In C.A.E. Inc. v. The Queen, 2013 FCA 92, the Federal Court of Appeal (FCA) sets the Tax Court of Canada (TCC) straight on some fundamentally important tax principles: the interplay between inventory and depreciable property. The facts provide useful context. The company’s business was building and exploiting commercial airline flight simulators in one of three ways: selling them, leasing them, or using them to sell training services. The company had leased certain simulators in prior years, and sold some of these in subsequent years to a financial institution in sale-leaseback arrangements. The company claimed capital cost allowance (CCA) on all the leased simulators in the prior years, and reported capital gains on the sale portion of the sale-leaseback arrangements. The Canada Revenue Agency (CRA) reassessed by disallowing the CCA and treating the gain on the sales as ordinary income. The Tax Court allowed the CCA but said the gain in the sale-leaseback arrangements was ordinary income. The FCA reversed the TCC. The FCA held that the gain in the sale-leaseback arrangements was a capital gain, and that CCA was available for all but two of the leased simulators. In the course of its judgment, the FCA clarified the following fundamental tax principles.

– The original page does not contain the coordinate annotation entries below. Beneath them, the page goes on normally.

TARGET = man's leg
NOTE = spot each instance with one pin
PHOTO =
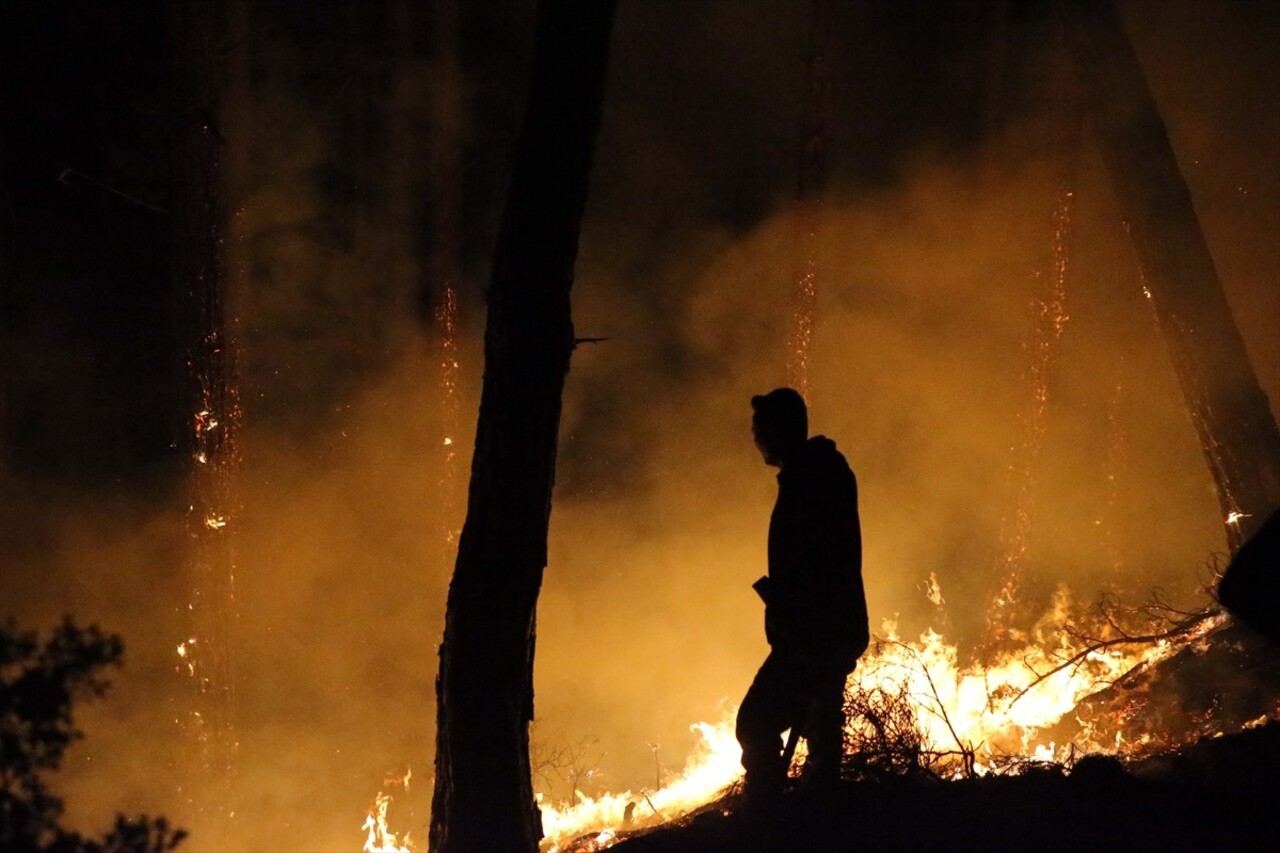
(824, 729)
(772, 705)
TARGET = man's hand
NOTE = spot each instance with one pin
(762, 588)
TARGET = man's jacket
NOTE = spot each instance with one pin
(816, 605)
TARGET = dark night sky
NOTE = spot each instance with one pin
(944, 136)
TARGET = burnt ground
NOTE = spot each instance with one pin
(1217, 794)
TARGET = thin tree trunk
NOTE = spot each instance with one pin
(483, 797)
(1237, 429)
(199, 264)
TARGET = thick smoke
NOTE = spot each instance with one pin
(935, 258)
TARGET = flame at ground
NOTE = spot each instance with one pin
(987, 710)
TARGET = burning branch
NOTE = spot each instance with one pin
(1157, 611)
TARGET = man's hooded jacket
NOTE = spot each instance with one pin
(816, 603)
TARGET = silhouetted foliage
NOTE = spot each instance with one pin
(39, 684)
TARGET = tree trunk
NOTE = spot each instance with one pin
(1237, 429)
(483, 797)
(199, 264)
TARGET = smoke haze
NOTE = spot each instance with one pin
(936, 252)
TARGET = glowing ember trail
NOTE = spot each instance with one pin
(809, 188)
(1043, 349)
(378, 835)
(447, 319)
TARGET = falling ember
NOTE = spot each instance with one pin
(447, 320)
(378, 835)
(1043, 349)
(809, 188)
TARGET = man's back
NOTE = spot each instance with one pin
(816, 557)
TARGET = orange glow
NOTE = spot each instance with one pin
(993, 710)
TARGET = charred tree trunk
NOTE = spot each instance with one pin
(483, 797)
(199, 265)
(1235, 425)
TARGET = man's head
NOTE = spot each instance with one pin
(780, 424)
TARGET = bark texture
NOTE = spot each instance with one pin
(483, 799)
(1232, 415)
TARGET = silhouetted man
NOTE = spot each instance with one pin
(814, 606)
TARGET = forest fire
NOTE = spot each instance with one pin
(970, 719)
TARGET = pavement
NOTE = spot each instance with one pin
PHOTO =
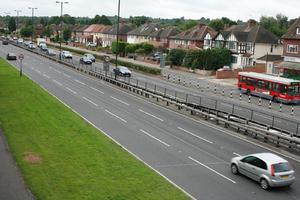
(192, 154)
(12, 186)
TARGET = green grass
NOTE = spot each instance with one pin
(77, 161)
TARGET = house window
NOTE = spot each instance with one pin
(292, 48)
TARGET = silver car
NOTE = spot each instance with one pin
(268, 169)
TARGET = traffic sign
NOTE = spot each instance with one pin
(21, 56)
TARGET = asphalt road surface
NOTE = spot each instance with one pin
(194, 155)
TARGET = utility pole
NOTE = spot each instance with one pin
(32, 14)
(60, 34)
(17, 11)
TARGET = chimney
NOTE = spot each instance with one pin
(251, 23)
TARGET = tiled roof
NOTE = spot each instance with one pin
(291, 32)
(198, 32)
(97, 28)
(145, 30)
(123, 29)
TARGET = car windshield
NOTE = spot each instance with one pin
(282, 167)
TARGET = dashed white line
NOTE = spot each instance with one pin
(123, 120)
(90, 101)
(164, 143)
(79, 82)
(71, 90)
(97, 90)
(119, 101)
(207, 167)
(151, 115)
(197, 136)
(58, 83)
(66, 75)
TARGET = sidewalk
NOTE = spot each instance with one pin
(12, 186)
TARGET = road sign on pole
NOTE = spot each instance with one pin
(21, 57)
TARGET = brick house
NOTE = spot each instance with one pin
(192, 38)
(142, 33)
(291, 51)
(110, 35)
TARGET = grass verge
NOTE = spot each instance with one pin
(63, 157)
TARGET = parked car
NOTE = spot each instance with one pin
(86, 60)
(122, 71)
(11, 56)
(31, 46)
(66, 55)
(5, 42)
(50, 52)
(268, 169)
(90, 56)
(91, 44)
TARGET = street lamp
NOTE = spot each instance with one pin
(32, 14)
(18, 11)
(60, 34)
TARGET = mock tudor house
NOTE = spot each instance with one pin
(110, 35)
(142, 33)
(192, 38)
(247, 42)
(291, 51)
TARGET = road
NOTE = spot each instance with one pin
(192, 154)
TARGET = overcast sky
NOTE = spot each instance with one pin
(190, 9)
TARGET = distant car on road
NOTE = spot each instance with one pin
(50, 52)
(66, 55)
(11, 56)
(86, 60)
(90, 56)
(122, 71)
(268, 169)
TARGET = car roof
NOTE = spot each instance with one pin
(269, 158)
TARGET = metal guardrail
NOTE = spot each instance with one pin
(235, 116)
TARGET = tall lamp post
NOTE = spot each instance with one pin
(18, 11)
(60, 35)
(32, 14)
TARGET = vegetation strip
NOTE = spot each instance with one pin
(63, 157)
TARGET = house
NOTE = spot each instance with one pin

  • Ordinarily, where a property is held for sale, any ultimate sale of that property is ordinary income. This remains so notwithstanding that the property may be used to earn income (rental or leasing income) in the interim.
  • Here, however, the sale of the particular simulators to the financial institutions could be distinguished. The properties were indeed sold, but the leasing component of the composite sale-and-leaseback arrangements extended over a period of 20 to 21 years. The arrangement allowed the company to carry on its leasing/service activities with respect to the applicable simulators throughout this period. This meant the simulators did not lose their character as capital property at any time. Accordingly, the sale to the financial institutions as part of sale-leaseback arrangements did not generate ordinary income, but rather a capital gain. In addition, the company was entitled to claim CCA in respect of all but two of these (leased) simulators because fundamentally they were not held for sale.
  • The remaining two simulators were leased out by the company under a lease agreement that included “a firm purchase option” at a fixed price. This option could be exercised during the term of the agreement. If these options were exercised, the company would have no choice but to cease using the simulators and sell them. As a result, the FCA concluded that these simulators were being “held for sale” and (as such) constituted inventory. No CCA could be claimed for these simulators simply because inventory is specifically excluded from the definition of depreciable property (see Regulation 1102(1)(b)). These two simulators were not in fact sold (to anyone). It seems clear the FCA would have found that any gain on the sale of these two simulators would have been ordinary income.
  • Finally, although not directly relevant to its decision, the FCA expressly stated that the statutory change-of-use rules in s. 13(7) and s. 45(1) are engaged when a property is converted from depreciable property to inventory, and vice versa.